The sparsity problem of structured data such as personal credit data will be a big problem in the future. It has existed in the cash loan industry for a long time. Corresponding to this is the proliferation of a large amount of unstructured data. Due to the serious leakage, theft, and trafficking of basic personal information, the anti-fraud efficiency of conventional structured data has been greatly reduced. Compared with structured data, people's behavioral data is more difficult to simulate and can more comprehensively describe loan applicants, which has a significant effect on reducing the error rate of anti-fraud models.

From the perspective of the application of unstructured data, it is difficult to unify the logic between them. The problems of data anomalies, redundancy, and missing are serious and difficult to process. Therefore, seeking cooperation from third parties such as big data companies and traditional Internet industry giants will be the first choice for small and medium-sized cash loan platforms. There are already some products on the market that serve finance by refining unstructured data, such as a commercial SMS semantic analysis service. In addition, Tencent, one of the BATs, also cooperated with Qian Niuniu to launch a purely model-based cloud risk control system - "Yuanfang". The biggest feature of this system is the introduction of Tencent’s massive social data.

2. Differentiated pricing

Differential pricing can also be understood as precise pricing.
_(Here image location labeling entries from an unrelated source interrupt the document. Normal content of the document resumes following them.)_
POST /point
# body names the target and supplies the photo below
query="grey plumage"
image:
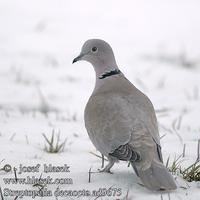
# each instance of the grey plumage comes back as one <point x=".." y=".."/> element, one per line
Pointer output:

The essence of differentiated pricing for cash loans is to accurately price the credit and fraud risks of each loan applicant. At present, the pricing standards of various cash loan platforms are too simple, and they basically adopt the method of interest rate plus miscellaneous fees. Some platforms will make rate adjustments for users who renew their loans. There are also a few platforms that will refer to the personal information dimensions provided by the lender when applying. However, in general, the current pricing standards are not suitable for the "low rate" characteristics of the future cash loan industry. The so-called price advantage between platforms will be minimal. The demand for customized small loans under precise pricing may become the highlight of the platform.

The construction of the big data risk control model provides technical guarantee for the realization of differentiated pricing. Based on a large amount of network behavior data, user transaction data, third-party data, partner data, etc., through natural language processing, machine learning, clustering algorithms, etc., the model can create for each loan applicant including basic personal information, Multi-dimensional data portraits including behavioral characteristics, psychological characteristics, economic status, interests and hobbies, etc. With these dimensional characteristics and a large number of historical loan records, differentiated pricing strategies for different lenders, different amounts, and different maturities will become a reality.

Summary

Behind the industry reshuffle are the efforts of cash loan platforms to survive. How to ensure compliance, how to obtain low-cost funds, how to replace manpower with technology, and how to find a balance between risk control costs and bad debt rates are issues that the platform needs to think about and solve in the future. We believe that under the searchlight of industry policies, gold will always shine in the end.